Black in the Day…One of the First To Refuse
October 21, 1955:
On this date 18 year old Mary Louise Smith was arrested for refusing to give up her seat on a Montgomery bus to a white passenger.
Mary Louise Smith was born in Montgomery, Alabama into a Catholic family. She and all her siblings attended and graduated from St. Jude Educational Institute. She is still a member of St. Jude Church, where she was baptized.
At the age of 18, on October 21, 1955, Smith was returning home on the Montgomery city bus, and was ordered to relinquish her seat to a white passenger who had boarded later. She refused to do so and was arrested. She was charged with failure to obey segregation orders, some 40 days before the arrest of Rosa Parks on similar charges. Her father bailed her out of jail and paid her nine-dollar fine. The incident was initially known only to family and neighbors.
She is one of several women who were arrested for this offense prior to Rosa Parks that year. Parks was the figure around whom the Montgomery Bus Boycott was organized, starting December 5, 1955.

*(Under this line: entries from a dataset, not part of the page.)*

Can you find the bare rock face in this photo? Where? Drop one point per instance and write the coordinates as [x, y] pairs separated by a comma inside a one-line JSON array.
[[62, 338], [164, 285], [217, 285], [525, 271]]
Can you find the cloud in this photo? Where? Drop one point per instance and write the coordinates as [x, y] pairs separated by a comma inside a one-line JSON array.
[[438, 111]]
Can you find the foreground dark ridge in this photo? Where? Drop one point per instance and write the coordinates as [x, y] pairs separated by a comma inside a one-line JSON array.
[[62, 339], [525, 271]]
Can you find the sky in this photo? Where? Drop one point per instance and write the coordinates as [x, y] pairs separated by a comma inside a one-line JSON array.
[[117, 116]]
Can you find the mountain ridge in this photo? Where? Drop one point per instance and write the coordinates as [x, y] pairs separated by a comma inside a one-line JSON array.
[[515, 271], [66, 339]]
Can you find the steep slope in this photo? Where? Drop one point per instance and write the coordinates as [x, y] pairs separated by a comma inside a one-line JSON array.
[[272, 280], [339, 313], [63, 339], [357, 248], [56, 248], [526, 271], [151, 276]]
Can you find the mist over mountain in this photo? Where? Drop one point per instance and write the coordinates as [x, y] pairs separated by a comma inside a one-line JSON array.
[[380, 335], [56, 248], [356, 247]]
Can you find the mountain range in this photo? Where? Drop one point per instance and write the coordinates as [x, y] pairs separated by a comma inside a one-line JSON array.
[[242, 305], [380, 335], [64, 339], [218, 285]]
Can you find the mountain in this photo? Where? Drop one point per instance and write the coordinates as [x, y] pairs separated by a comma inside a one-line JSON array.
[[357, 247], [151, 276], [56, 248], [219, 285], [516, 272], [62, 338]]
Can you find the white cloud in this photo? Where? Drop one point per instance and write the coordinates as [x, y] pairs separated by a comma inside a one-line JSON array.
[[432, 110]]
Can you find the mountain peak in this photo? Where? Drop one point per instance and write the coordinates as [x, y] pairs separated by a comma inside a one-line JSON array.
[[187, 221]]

On February 1, 1956, Smith was one of five women named as plaintiffs in the federal civil suit, Browder v. Gayle, challenging the constitutionality of the state and local bus segregation laws. On June 13, 1956, a three-judge panel of the United States District Court ruled that the laws were unconstitutional. The ruling was upheld by the United States Supreme Court on November 13 in a landmark decision, and in December it declined to reconsider. On December 20, 1956, the Supreme Court ordered Alabama to desegregate its buses and the Montgomery Bus Boycott ended.
Mary’s civil rights activities did not end with her stand – sit – on the bus. She, along with her sister and their children, were part of a class action law suit for the desegregation of the Montgomery YMCA. Mary also participated in the March on Washington in 1963, and the march, led by Marin Luther King, Jr., from Selma to Montgomery in 1965, for equal voting rights.